Tudo sobre relógio de ponto

Matéria Publicada em 15/08/2010 pelo Jornal Hoje em Dia traz os impactos das regulamentações do governo à sociedade.

Decisões do Governo encarecem a vida das pessoas e empresários, e nem sempre trazem ganhos imediatamente perceptíveis

Vantajosas ou onerosas, de tempos em tempos algumas mudanças saem dos gabinetes do Governo para aplicação obrigatória pela sociedade. Elas trazem ajustes de vários tipos: troca do modelo de tomada, registro de ponto eletrônico com recibo, nota fiscal eletrônica. Todas atingem diretamente o bolso do cidadão e o caixa das empresas. Em alguns casos, a elevação dos custos é compensada com as facilidades geradas a partir da mudança. Em outros, é difícil entender qual a motivação para alterar as regras.

Neste segundo grupo, onde as mudanças não geraram benefícios imediatamente perceptíveis à sociedade, está incluída a troca do modelo de tomada para outro, exclusivamente nacional. Além de aumentar os gastos das famílias e empresas brasileiras, faltam produtos no mercado, como os adaptadores para os domicílios que utilizam a tomada tradicional.
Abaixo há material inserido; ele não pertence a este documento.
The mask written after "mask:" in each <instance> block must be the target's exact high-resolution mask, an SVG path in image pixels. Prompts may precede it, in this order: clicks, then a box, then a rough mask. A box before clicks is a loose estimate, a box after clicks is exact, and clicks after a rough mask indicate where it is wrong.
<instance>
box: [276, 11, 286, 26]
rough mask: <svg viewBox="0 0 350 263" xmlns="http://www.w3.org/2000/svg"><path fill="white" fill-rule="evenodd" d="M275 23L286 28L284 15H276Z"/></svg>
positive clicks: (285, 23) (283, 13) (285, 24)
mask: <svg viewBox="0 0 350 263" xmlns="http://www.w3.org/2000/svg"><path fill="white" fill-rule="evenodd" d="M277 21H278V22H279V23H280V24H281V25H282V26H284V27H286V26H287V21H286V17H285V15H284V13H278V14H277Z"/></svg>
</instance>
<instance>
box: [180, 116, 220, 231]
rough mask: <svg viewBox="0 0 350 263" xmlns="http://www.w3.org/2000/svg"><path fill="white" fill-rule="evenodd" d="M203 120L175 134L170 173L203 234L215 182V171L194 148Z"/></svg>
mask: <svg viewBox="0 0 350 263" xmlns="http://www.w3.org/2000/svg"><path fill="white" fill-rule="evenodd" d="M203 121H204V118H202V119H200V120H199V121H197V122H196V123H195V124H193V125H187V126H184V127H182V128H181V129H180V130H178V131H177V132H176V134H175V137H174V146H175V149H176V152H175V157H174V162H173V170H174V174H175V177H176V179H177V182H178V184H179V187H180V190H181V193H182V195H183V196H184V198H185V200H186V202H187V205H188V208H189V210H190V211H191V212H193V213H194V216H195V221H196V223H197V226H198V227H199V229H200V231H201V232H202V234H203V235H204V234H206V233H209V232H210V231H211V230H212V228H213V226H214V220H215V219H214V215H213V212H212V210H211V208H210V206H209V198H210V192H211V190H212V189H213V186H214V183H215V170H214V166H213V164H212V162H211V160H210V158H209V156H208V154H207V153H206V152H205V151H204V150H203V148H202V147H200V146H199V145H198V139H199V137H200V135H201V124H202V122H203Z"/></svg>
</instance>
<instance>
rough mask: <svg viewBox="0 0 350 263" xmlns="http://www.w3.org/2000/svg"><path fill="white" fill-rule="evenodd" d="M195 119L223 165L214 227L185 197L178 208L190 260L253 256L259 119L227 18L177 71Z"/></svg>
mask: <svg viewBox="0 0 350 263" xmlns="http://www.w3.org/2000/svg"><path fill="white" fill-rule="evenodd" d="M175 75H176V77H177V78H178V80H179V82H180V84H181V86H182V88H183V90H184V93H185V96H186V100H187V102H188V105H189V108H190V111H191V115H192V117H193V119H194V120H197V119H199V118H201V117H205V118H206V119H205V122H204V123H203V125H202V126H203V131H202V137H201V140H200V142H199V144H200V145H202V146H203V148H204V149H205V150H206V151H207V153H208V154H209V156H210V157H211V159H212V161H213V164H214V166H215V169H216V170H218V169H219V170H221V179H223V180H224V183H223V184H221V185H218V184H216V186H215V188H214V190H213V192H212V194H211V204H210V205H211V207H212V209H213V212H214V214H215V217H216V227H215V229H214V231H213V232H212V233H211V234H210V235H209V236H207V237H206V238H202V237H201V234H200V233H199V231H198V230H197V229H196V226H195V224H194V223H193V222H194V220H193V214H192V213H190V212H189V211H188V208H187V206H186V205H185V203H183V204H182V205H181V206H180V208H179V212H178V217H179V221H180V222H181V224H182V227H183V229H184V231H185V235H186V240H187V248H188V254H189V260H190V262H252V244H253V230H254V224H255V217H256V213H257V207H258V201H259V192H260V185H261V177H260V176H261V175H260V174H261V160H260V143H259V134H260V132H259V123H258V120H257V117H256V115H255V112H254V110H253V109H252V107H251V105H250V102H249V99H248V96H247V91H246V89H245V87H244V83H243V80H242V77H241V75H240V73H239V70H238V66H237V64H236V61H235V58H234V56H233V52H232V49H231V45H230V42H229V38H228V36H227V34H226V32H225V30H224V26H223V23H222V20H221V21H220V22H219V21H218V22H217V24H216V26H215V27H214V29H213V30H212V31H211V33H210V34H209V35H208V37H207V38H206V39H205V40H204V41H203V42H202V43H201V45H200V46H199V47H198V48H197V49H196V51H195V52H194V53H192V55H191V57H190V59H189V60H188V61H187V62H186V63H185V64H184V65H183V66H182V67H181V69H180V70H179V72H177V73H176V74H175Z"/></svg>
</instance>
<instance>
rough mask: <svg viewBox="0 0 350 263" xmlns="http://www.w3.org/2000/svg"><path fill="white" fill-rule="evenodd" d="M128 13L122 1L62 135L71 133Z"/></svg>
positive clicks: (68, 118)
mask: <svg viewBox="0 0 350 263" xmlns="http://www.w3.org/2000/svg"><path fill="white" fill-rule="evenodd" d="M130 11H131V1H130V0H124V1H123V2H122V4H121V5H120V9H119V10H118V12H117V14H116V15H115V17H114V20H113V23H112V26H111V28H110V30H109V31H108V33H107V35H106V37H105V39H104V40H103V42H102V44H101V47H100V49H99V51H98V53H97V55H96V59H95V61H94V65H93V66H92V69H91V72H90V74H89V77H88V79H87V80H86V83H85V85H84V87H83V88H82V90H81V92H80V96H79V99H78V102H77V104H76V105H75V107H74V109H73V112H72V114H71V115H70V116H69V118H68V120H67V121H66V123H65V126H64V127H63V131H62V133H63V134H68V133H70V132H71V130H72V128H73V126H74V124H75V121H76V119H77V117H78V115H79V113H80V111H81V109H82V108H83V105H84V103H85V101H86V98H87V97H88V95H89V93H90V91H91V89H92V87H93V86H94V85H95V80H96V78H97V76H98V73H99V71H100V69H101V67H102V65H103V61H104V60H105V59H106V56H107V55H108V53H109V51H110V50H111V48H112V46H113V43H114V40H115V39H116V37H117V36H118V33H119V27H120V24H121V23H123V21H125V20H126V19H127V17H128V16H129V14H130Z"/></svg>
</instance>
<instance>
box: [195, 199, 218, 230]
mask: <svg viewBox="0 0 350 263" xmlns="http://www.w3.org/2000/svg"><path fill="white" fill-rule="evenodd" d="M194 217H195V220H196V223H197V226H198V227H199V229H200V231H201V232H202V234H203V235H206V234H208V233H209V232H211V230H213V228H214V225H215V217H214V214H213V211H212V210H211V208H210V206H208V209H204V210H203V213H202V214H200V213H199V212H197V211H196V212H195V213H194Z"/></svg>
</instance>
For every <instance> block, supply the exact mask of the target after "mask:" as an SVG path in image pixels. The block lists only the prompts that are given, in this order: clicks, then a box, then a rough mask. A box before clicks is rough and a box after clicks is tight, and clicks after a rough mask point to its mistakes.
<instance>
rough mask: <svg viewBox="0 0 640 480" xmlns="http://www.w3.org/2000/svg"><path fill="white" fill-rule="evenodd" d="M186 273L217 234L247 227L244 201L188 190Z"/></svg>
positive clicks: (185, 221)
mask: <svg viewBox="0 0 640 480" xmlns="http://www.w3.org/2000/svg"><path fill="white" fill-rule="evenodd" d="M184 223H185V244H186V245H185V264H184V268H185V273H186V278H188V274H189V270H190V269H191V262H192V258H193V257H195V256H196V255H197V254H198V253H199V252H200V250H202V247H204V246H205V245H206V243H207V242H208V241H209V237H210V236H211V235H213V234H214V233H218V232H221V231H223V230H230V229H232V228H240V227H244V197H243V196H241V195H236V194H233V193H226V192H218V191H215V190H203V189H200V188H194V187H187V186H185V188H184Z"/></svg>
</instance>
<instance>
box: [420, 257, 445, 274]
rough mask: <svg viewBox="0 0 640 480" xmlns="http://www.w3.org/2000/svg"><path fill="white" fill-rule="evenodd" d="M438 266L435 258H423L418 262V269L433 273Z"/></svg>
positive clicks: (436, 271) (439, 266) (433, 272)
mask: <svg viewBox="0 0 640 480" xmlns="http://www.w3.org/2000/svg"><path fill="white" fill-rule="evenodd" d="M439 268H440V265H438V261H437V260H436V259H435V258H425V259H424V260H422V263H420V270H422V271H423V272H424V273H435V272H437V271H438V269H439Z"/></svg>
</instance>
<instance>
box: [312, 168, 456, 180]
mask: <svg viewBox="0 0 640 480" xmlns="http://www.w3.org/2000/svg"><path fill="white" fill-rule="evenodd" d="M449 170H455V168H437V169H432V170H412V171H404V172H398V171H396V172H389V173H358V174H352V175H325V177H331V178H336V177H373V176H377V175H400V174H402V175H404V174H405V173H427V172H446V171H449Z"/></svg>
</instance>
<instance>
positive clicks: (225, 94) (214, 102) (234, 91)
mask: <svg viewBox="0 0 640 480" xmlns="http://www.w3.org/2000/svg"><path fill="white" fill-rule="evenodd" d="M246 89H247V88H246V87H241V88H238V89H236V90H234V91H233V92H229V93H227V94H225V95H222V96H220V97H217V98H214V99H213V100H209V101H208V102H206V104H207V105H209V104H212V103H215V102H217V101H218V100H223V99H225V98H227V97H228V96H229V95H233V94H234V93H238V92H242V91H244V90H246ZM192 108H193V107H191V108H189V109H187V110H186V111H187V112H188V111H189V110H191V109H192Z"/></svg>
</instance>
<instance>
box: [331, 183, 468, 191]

Na Loja Elétrica, unidade do Bairro Sion, em Belo Horizonte, uma linha popular do novo modelo de tomada é encontrada a R$ 6, e o adaptador, a R$ 7,80. Como as tomadas do modelo antigo saíram de circulação, aos poucos este novo padrão estará em todas casas do país.

Para que este processo se acelere, o Inmetro aumentou as restrições para a produção dos adaptadores para equipamentos novos, que estão escassos no mercado, e o Governo federal proibiu, a partir deste ano, a fabricação de tomadas no modelo antigo em território nacional. “Se alguém comprar um computador novo (plugue com 3 pinos) e tiver em casa a tomada antiga (2 pinos), será obrigado a trocar a tomada, porque este modelo de adaptador não é mais encontrado no mercado por decisão do Inmetro”, diz o supervisor de vendas da Loja Elétrica, Gildásio Chaves da Rocha.
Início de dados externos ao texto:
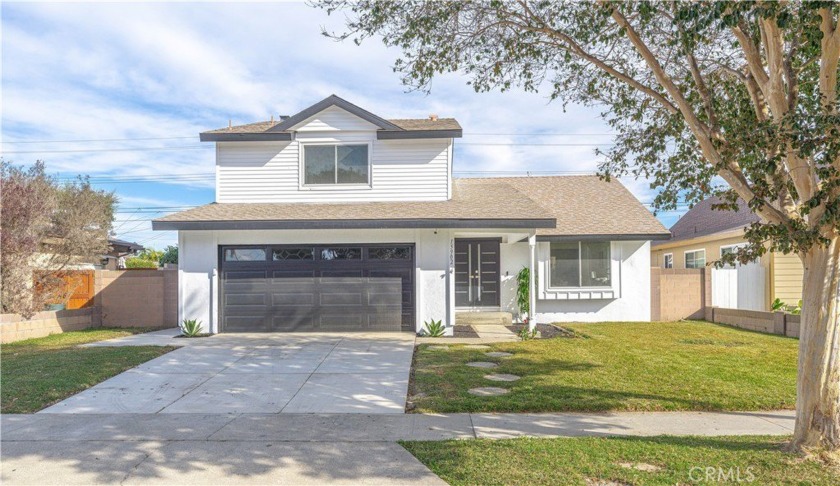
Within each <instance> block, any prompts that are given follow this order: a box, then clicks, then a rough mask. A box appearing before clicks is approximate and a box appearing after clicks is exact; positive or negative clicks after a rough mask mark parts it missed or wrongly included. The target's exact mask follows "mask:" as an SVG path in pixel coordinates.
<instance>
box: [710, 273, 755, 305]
mask: <svg viewBox="0 0 840 486" xmlns="http://www.w3.org/2000/svg"><path fill="white" fill-rule="evenodd" d="M765 278H766V276H765V272H764V267H762V266H761V264H759V263H750V264H748V265H737V266H736V267H730V268H713V269H712V305H713V306H715V307H723V308H726V309H742V310H755V311H763V310H766V309H765V306H766V299H765V297H764V283H765V281H764V280H765Z"/></svg>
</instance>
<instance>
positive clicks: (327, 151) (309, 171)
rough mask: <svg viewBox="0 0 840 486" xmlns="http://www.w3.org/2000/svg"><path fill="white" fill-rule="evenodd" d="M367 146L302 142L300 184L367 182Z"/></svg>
mask: <svg viewBox="0 0 840 486" xmlns="http://www.w3.org/2000/svg"><path fill="white" fill-rule="evenodd" d="M369 172H370V164H369V162H368V146H367V144H362V145H321V144H317V145H304V146H303V184H304V185H307V186H314V185H337V184H368V181H369Z"/></svg>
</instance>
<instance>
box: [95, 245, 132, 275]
mask: <svg viewBox="0 0 840 486" xmlns="http://www.w3.org/2000/svg"><path fill="white" fill-rule="evenodd" d="M143 250H144V248H143V245H138V244H137V243H133V242H130V241H124V240H117V239H114V238H109V239H108V253H106V254H104V255H102V261H101V264H100V265H97V268H99V269H101V270H119V269H123V268H125V257H128V256H132V255H137V254H138V253H140V252H141V251H143Z"/></svg>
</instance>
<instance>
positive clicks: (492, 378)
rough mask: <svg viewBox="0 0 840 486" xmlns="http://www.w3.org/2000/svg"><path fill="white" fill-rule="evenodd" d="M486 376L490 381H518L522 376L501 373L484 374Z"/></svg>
mask: <svg viewBox="0 0 840 486" xmlns="http://www.w3.org/2000/svg"><path fill="white" fill-rule="evenodd" d="M484 378H485V379H488V380H490V381H516V380H518V379H519V378H521V376H516V375H505V374H501V375H484Z"/></svg>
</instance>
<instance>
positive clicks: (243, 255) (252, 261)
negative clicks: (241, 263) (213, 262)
mask: <svg viewBox="0 0 840 486" xmlns="http://www.w3.org/2000/svg"><path fill="white" fill-rule="evenodd" d="M225 261H226V262H261V261H265V248H227V249H226V250H225Z"/></svg>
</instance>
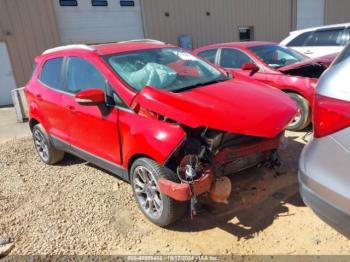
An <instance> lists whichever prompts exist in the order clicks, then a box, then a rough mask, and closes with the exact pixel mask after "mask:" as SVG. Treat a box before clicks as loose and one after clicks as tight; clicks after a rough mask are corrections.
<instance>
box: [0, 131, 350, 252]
mask: <svg viewBox="0 0 350 262" xmlns="http://www.w3.org/2000/svg"><path fill="white" fill-rule="evenodd" d="M288 136H289V146H288V148H287V149H286V150H284V151H283V152H281V155H282V158H283V166H282V168H281V173H280V174H276V173H275V172H274V171H273V170H270V169H251V170H248V171H245V172H242V173H240V174H237V175H234V176H233V177H232V178H231V179H232V183H233V185H234V191H233V193H232V195H231V197H230V201H229V204H227V205H225V204H222V205H216V206H213V207H211V209H210V210H209V211H208V212H206V213H203V214H200V215H199V216H198V217H196V218H195V219H194V220H193V221H191V220H190V218H185V219H184V220H182V221H180V222H179V223H177V224H176V225H174V226H172V227H171V228H170V229H162V228H159V227H156V226H155V225H153V224H151V223H150V222H148V221H147V219H145V218H144V217H143V215H142V214H141V212H140V211H139V210H138V208H137V206H136V203H135V201H134V200H133V196H132V191H131V188H130V186H129V185H128V184H126V183H125V182H123V181H121V180H119V179H118V178H117V177H115V176H113V175H111V174H108V173H106V172H105V171H102V170H100V169H99V168H96V167H94V166H92V165H90V164H88V163H86V162H84V161H82V160H79V159H77V158H75V157H73V156H66V158H65V160H64V161H63V162H62V163H60V164H59V165H56V166H46V165H44V164H43V163H42V162H40V160H39V158H38V157H37V155H36V152H35V149H34V147H33V145H32V141H31V139H30V138H29V137H26V138H22V139H16V140H11V141H8V142H6V143H2V144H0V236H4V235H7V236H10V237H12V238H14V244H15V245H14V248H13V249H12V251H11V254H19V255H24V254H31V255H34V254H35V255H38V254H50V255H62V254H64V255H68V254H69V255H73V254H74V255H76V254H91V255H97V254H103V255H107V254H113V255H116V254H118V255H126V254H140V255H152V254H153V255H154V254H163V255H164V254H176V255H179V254H181V255H185V254H193V255H199V254H206V255H210V254H211V255H219V254H222V255H224V254H245V255H246V254H315V255H318V254H350V242H349V241H348V240H347V239H346V238H345V237H343V236H342V235H340V234H338V233H337V232H336V231H334V230H333V229H332V228H330V227H329V226H327V225H326V224H324V223H323V222H322V221H321V220H320V219H319V218H317V217H316V216H315V215H314V214H313V212H312V211H311V210H310V209H309V208H307V207H305V206H304V204H303V203H302V201H301V199H300V197H299V194H298V185H297V161H298V156H299V153H300V150H301V149H302V146H303V143H304V141H303V140H302V139H301V136H302V135H300V134H293V133H289V134H288Z"/></svg>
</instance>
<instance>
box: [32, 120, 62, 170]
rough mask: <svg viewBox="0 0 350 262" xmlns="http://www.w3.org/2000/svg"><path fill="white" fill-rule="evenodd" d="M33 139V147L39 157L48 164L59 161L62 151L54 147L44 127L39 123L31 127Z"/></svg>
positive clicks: (51, 163)
mask: <svg viewBox="0 0 350 262" xmlns="http://www.w3.org/2000/svg"><path fill="white" fill-rule="evenodd" d="M32 132H33V140H34V145H35V149H36V151H37V152H38V155H39V157H40V159H41V160H42V161H43V162H44V163H45V164H48V165H53V164H56V163H58V162H59V161H61V160H62V159H63V157H64V152H63V151H60V150H58V149H56V148H55V147H54V146H53V145H52V143H51V141H50V139H49V136H48V135H47V133H46V132H45V130H44V128H43V127H42V125H41V124H37V125H35V126H34V127H33V130H32Z"/></svg>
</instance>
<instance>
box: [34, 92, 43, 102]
mask: <svg viewBox="0 0 350 262" xmlns="http://www.w3.org/2000/svg"><path fill="white" fill-rule="evenodd" d="M35 97H36V98H37V99H38V100H39V101H43V97H42V96H41V95H39V94H36V95H35Z"/></svg>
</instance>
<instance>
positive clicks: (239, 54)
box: [220, 48, 254, 69]
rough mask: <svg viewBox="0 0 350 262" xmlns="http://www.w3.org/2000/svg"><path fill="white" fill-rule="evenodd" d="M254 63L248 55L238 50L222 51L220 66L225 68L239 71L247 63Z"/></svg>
mask: <svg viewBox="0 0 350 262" xmlns="http://www.w3.org/2000/svg"><path fill="white" fill-rule="evenodd" d="M251 62H254V61H253V60H252V59H251V58H250V57H249V56H248V55H246V54H245V53H243V52H242V51H239V50H236V49H226V48H224V49H222V51H221V59H220V65H221V66H222V67H225V68H232V69H239V68H241V67H242V65H243V64H245V63H251Z"/></svg>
Na Othon de Carvalho, os preços variam conforme o modelo, de R$ 5 a R$ 12. Por mês são vendidas cerca de 10 mil tomadas, de vários modelos, porém todas enquadradas nas novas exigências. O Inmetro considera necessária a alteração por questões de segurança.

Outra medida polêmica é a Portaria 1.510/2009 do Ministério do Trabalho e Emprego (MTE), que vai tornar – a partir de 26 de agosto de 2010 – compulsória a troca das máquinas de ponto eletrônico das empresas por outras certificadas pelo Governo. O preço do equipamento varia de R$ 2.500 a R$ 4.800, ou seja, um preço médio de R$ 3.650. Como a obrigatoriedade deverá exigir a troca de cerca de 800 mil equipamentos, as empresas vão movimentar no mercado cerca de R$ 2,920 bilhões para adequação à norma.

Governo alega prevenção de fraudes no ponto

Oficialmente, o Governo alega que tomou a decisão para impedir que os empregados continuem trabalhando de graça para as empresas. Segundo estudo do MTE, R$ 20,3 bilhões referentes a horas-extras podem não estar sendo pagos aos trabalhadores brasileiros anualmente, pois o modelo de ponto atual permite alteração dos lançamentos realizados, abrindo espaço para fraudes.

Mesmo sob forte pressão da classe empresarial, liderada pela Confederação Nacional da Indústria (CNI), o Governo se manteve firme e não voltou atrás da decisão, como esperavam os empresários. No entanto, a partir do insucesso das negociações com o Governo, o caminho para tentar fugir da nova regra foi o jurídico.

A Companhia Brasileira de Sandália (CBS), detentora da marca Dupé, foi a primeira a conseguir uma decisão liminar que a desobriga de cumprir as novas regras. O mesmo expediente será adotado por empresas, de forma isolada, e entidades representativas de classe, como a Confederação Nacional de Dirigentes Lojistas (CNDL). Neste caso, além de onerar a iniciativa privada, a decisão joga para o trabalhador a responsabilidade de armazenar os comprovantes.